One of the great stories of our time is the emergence out of poverty of hundreds of millions of people in China, India and other large emerging markets. Together with industrialized countries, we can expect demand for natural resources to remain strong as living standards rise. An integral part of rising living standards is the use of natural resources that can sometimes have significant environmental impact. To incorporate environmental and social considerations into its decision-making process, JPMorgan Chase is a signatory to the Equator Principles, which embody global best practice in assessing the environmental impact of certain types of financial transactions.
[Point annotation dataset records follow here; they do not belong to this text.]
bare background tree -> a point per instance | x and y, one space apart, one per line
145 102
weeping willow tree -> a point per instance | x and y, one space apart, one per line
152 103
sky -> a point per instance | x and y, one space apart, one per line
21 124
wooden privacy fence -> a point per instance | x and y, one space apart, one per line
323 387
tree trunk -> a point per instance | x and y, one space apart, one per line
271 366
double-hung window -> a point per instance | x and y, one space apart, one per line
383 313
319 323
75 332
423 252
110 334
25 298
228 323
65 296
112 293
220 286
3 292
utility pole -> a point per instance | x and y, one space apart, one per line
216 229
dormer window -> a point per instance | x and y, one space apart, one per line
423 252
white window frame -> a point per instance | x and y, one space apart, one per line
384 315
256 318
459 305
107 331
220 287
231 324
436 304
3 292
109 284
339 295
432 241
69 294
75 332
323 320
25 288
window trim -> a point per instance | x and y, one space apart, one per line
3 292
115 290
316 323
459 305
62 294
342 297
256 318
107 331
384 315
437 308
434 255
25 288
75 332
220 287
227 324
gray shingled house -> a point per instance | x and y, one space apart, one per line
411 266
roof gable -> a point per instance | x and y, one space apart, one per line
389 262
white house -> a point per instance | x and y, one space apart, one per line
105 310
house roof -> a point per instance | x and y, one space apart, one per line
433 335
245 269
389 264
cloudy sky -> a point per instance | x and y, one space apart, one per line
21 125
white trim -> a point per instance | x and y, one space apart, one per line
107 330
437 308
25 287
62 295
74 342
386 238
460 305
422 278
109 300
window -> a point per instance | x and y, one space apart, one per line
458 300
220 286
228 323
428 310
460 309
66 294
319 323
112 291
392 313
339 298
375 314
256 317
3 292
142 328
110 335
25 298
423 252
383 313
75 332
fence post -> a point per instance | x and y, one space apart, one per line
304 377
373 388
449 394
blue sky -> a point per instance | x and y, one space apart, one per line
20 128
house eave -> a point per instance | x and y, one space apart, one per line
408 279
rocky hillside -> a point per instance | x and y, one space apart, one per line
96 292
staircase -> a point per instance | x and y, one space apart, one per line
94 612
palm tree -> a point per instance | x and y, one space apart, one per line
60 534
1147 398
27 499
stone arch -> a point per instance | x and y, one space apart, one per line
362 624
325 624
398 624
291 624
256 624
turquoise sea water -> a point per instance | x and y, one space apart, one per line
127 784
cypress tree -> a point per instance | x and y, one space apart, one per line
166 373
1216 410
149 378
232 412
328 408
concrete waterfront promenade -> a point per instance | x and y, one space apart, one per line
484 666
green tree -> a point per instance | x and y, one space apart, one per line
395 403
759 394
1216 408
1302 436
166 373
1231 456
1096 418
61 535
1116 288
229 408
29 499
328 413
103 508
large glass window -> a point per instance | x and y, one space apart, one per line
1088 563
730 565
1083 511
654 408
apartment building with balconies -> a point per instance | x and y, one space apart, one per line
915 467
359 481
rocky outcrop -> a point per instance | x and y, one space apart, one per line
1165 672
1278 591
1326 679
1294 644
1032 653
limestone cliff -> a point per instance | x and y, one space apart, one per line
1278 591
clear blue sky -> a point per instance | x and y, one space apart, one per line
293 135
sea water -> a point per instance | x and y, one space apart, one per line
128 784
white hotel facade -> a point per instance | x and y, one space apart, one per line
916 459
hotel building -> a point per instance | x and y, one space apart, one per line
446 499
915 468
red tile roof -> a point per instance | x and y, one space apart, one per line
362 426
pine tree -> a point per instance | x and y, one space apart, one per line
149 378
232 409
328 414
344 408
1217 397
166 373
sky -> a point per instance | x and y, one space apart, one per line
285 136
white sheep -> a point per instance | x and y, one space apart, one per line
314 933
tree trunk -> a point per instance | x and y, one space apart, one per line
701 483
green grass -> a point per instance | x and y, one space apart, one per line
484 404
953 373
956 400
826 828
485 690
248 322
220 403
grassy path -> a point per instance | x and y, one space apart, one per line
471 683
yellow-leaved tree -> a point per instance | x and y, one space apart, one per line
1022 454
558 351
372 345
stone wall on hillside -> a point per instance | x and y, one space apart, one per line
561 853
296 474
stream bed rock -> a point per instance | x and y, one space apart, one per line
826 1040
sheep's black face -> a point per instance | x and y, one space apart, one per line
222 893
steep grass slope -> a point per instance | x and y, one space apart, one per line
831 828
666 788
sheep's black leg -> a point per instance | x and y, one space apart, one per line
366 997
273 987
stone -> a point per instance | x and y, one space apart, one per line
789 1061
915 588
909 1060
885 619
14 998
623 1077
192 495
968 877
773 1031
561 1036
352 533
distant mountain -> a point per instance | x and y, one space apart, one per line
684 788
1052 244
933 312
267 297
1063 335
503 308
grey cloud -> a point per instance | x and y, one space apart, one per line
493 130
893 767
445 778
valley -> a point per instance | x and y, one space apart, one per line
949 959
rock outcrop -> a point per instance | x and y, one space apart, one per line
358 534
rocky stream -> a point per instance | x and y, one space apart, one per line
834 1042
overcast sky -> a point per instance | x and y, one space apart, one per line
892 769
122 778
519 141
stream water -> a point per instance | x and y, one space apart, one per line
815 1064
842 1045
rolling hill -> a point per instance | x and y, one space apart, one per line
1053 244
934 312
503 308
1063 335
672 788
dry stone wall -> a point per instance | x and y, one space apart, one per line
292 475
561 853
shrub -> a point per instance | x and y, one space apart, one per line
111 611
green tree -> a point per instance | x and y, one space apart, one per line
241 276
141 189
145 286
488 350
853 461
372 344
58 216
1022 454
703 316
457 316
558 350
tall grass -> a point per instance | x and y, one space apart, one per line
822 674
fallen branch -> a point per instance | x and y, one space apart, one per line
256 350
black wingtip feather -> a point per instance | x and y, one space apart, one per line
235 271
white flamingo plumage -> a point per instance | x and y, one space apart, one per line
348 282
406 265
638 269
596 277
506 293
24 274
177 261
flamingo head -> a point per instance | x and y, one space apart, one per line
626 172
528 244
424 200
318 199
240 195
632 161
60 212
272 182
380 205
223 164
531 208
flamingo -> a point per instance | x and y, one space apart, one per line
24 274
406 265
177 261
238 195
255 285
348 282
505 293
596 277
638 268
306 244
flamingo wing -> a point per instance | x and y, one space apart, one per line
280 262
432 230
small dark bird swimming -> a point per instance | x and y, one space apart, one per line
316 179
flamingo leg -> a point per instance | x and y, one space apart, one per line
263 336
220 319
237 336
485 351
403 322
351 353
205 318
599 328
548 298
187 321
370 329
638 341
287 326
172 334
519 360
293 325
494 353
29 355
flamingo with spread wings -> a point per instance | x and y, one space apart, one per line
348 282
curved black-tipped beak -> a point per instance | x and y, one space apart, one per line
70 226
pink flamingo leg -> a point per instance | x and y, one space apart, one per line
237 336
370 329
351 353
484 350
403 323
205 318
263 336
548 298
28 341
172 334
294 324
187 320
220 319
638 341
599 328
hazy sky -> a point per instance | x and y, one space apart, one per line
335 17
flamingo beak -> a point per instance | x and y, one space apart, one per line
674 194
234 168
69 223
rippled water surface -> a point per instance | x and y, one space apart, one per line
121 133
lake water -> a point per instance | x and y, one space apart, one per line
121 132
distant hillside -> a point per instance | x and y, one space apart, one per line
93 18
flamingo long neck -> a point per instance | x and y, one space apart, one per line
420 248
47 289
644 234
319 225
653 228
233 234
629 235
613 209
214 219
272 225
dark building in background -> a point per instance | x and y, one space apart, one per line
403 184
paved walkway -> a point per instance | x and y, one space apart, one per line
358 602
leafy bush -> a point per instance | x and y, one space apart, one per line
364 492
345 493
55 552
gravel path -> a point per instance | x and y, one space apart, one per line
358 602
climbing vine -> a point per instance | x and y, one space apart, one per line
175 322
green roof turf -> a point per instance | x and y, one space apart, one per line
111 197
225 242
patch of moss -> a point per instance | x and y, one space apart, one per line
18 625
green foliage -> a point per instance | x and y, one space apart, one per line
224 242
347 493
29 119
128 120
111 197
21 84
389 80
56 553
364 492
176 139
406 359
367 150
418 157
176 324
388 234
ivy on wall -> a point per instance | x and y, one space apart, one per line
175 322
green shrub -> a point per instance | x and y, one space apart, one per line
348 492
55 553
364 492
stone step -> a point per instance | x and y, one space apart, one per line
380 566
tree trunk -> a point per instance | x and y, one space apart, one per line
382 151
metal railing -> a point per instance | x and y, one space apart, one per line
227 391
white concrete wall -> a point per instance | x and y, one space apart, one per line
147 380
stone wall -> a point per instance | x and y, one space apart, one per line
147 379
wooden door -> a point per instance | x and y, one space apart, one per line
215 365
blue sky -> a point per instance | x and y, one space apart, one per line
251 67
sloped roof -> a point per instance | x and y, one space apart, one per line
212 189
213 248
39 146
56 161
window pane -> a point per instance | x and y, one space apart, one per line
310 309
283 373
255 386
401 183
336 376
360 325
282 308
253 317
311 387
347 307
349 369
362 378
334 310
In assessing these impacts, the firm considers transaction specific factors such as impact on biodiversity, local people and ecosystems; employs the collective judgment of experienced and knowledgeable professionals; and conducts site visits when necessary.
Read our Environmental and Social Risk Assessment Policy .
JPMorgan Chase is an Associate Member of the Equator Principles. Based on the policies of the World Bank and its private sector arm, the International Finance Corporation, the Equator Principles serve as a framework for assessing and managing environmental and social risk in financing transaction with significant environmental impact in many emerging markets. The Principles apply to projects with a total capital cost of $10 million or more. The specific procedures including categorization of projects and application of safeguards can be viewed at equator-principles.com.
JPMorgan Chase adopted the Carbon Principles in February 2008. One of the few financial institutions to do so, JPMC joined in partnership with seven leading electric utilities and three environmental organizations in order to better assess the risks in financing greenhouse gas-intensive electricity generation. The Principles came into effect in August 2008. Thereafter, JPMorgan Chase began applying the Enhanced Diligence Process of the Carbon Principles to transactions that finance coal-fired power plants for investor owned utilities and, effective February 2009, for public power and electric cooperatives.
Since their adoption in February 2008, the Carbon Principles and the associated Enhanced Diligence Process have provided a useful framework for discussion with companies, which has better informed our financing decisions as lenders and underwriters to the utility industry. The framework does not set new rules or compliance standards. Rather, the Carbon Principles advance a view that the United States needs a balanced approach to meet its future electric power needs while addressing climate change and carbon cost risks. This balanced approach includes energy efficiency and renewable energy as important options along with advanced and conventional power generation. The Carbon Principles are intended to provide JPMorgan Chase and other signatories a framework to better assess the range of investment options open to power generation companies, including coal-fired power plants. The impacts of potential legislation, the possible imposition of a carbon tax (in whatever form it might take) and renewable energy portfolio requirements are all a part of the assessment.
United Nations Environment Program - Financial Institutions (UNEPFI)
JPMorgan Chase is a participant in the UNEP FI, which is a global partnership between the United Nations Environment Programme (UNEP) and the private financial sector. It provides practical research, technical expertise and exposure to sustainable development practices across regions in addition to networking services by convening international conferences and events that bring together professionals from around the globe.
United Nations Principles for Responsible Investment (UN PRI)
Launched in April 2006 by former UN Secretary General Kofi Annan, this initiative consists of a set of voluntary principles for asset owners and investment professionals. The six principles are not prescriptive, but instead provide a framework to incorporate environmental, social and governance issues into mainstream investment decision-making and ownership practices. J.P. Morgan Asset Management became a signatory in February 2007.
Carbon Disclosure Project
JPMorgan Chase supports the Carbon Discloure Project (CDP) in its mission to provide relevant greenhouse gas emissions information to business, policy, and investment decision makers. J.P.Morgan Asset Management is a signatory investor to the CDP's request for information, and JPMorgan Chase is a respondent to CDP's annual information request.